Have you ever wondered where the Geographical Center of the 48 Contiguous States is located at (and yes, 48 since it excludes Alaska and Hawaii)? Well, standing at the official center last year in Lebanon, Kansas was an exhilarating experience! Standing in the center is like standing at the origin of a coordinate plane. In simpler terms, the distance that runs North and South is equivalent while the distance that runs East and West is the same. Despite the initial sentiments of isolation, I instantly had an epiphany and a renewed sense of pride for my country. There is something to be said about the quaint small towns that may inhabit the State along with the friendly camaraderie that evoked a feeling of Americana which thrives in the American spirit. Driving along the infinite roads with rows of corn and greenery on both sides of the car is a memory in itself. While passing through Cawker City, I saw the World’s Largest Ball of Twine!  As the clouds rolled by in the great blue skies, I took in this scenery as the warm beating sun transcended through my side window.

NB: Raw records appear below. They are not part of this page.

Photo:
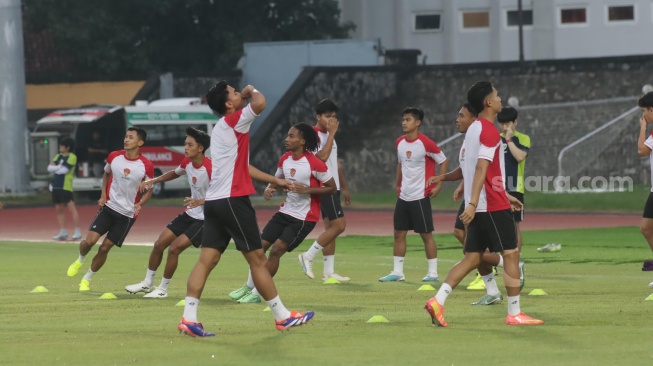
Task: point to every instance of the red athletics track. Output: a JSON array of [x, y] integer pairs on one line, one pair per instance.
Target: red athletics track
[[39, 224]]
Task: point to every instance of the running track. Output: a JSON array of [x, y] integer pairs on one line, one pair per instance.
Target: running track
[[39, 224]]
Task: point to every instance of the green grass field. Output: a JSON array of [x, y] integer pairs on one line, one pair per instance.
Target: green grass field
[[595, 311]]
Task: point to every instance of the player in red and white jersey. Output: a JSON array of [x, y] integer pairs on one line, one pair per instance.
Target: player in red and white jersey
[[417, 158], [228, 212], [333, 215], [488, 214], [120, 202], [186, 229], [299, 213], [645, 147]]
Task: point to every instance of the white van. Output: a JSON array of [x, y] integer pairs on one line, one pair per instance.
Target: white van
[[164, 120]]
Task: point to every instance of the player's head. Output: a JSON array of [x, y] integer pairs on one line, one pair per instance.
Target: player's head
[[466, 116], [301, 136], [645, 103], [134, 138], [325, 110], [197, 142], [482, 95], [411, 119], [66, 145]]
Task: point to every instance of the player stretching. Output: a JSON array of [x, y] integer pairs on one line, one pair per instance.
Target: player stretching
[[120, 202], [186, 229], [300, 211]]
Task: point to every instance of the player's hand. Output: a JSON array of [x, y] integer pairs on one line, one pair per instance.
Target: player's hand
[[468, 215]]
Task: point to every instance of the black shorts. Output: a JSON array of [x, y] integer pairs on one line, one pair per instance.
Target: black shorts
[[189, 226], [288, 229], [231, 218], [61, 196], [518, 215], [414, 215], [331, 207], [492, 230], [459, 224], [116, 224], [648, 208]]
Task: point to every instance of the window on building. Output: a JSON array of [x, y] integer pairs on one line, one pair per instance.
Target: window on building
[[621, 13], [428, 22], [573, 16], [476, 19], [512, 18]]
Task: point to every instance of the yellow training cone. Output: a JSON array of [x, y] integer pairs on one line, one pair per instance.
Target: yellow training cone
[[39, 289]]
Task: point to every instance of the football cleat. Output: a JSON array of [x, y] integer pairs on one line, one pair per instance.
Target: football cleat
[[193, 329], [522, 319], [296, 319]]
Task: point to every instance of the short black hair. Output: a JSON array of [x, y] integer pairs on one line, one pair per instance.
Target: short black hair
[[217, 96], [200, 137], [68, 142], [416, 112], [646, 101], [309, 135], [477, 93], [507, 114], [326, 106], [142, 135]]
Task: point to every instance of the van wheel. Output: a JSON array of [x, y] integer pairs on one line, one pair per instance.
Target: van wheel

After hundreds of miles of straight roads ahead, rural almost instantaneously shifted to the “up and coming,” Wichita. The hotel was filled with people, families, and workers on business trips among many others. It was then that I realized that I am not only a traveler, but I am also an all American girl! 

The Kentucky Derby, whatever it is- a race, an emotion, a turbulence, an explosion- is one of the most beautiful and violent and satisfying things I have ever experienced.”

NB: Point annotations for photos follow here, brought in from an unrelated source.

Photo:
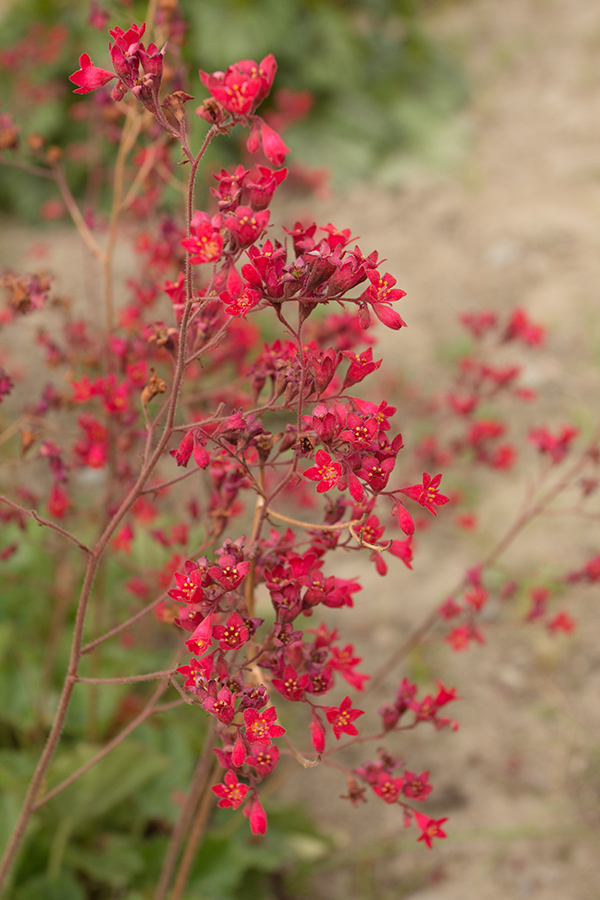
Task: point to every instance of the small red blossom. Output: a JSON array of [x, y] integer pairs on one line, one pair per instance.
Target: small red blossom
[[89, 77], [292, 685], [430, 828], [388, 788], [460, 638], [360, 366], [232, 792], [242, 86], [205, 243], [562, 621], [263, 759], [427, 493], [341, 717], [233, 634], [416, 786], [555, 446], [260, 727], [201, 639], [240, 306], [326, 472], [257, 816]]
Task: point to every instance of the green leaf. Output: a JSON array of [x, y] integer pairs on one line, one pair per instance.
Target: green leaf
[[113, 780], [115, 861], [65, 887]]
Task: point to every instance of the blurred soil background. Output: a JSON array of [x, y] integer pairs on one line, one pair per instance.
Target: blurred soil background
[[505, 212]]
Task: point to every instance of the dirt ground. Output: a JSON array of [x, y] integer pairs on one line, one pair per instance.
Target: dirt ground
[[515, 219], [514, 222]]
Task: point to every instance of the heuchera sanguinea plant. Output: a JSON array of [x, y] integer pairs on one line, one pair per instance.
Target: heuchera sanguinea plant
[[292, 465]]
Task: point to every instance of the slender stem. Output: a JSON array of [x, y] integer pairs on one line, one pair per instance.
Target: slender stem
[[75, 213], [92, 567], [129, 679], [339, 526], [145, 713], [41, 521], [198, 830], [534, 509], [128, 137], [87, 648], [57, 726], [197, 789]]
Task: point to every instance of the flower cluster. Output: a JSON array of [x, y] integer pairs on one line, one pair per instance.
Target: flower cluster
[[260, 454]]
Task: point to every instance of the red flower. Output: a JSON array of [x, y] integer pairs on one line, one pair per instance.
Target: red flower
[[257, 816], [243, 85], [317, 730], [341, 717], [89, 77], [273, 146], [239, 306], [388, 788], [415, 786], [360, 366], [233, 634], [427, 494], [562, 622], [201, 639], [326, 472], [205, 243], [430, 828], [291, 685], [263, 759], [232, 793], [259, 725]]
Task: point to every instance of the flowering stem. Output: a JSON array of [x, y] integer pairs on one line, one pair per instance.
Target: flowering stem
[[87, 648], [145, 713], [75, 213], [198, 830], [41, 521], [149, 676], [535, 508], [198, 787]]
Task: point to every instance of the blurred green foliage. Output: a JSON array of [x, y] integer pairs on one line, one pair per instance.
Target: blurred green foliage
[[381, 86], [105, 836]]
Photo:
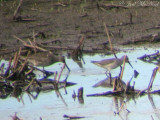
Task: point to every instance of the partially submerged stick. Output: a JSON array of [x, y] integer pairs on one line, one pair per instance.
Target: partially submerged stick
[[110, 43]]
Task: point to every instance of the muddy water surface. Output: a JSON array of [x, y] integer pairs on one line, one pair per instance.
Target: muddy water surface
[[50, 106]]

— John Steinbeck, American Author (2019 Road Trip)

As we crossed the border from Tennessee to Kentucky, I noticed that the air was sort of misty with fresh air. It was midday when we embarked on our brief expedition to the Cumberland Gap National Historical Park. After spending several minutes driving through a long tunnel, which was under the Cumberland Mountains, to get to our destination, the light at the end opened to the “first gateway to the West,” which eventually led us to a Visitor’s Center that was lined with fluttering butterflies. It was a pleasant greeting since we were officially standing at the Tripoint between Kentucky, Tennessee, and Virginia. Although we did not spend an incredible amount of time in Kentucky, visiting the Cumberland Gap National Historical Park was an educational and pleasant experience.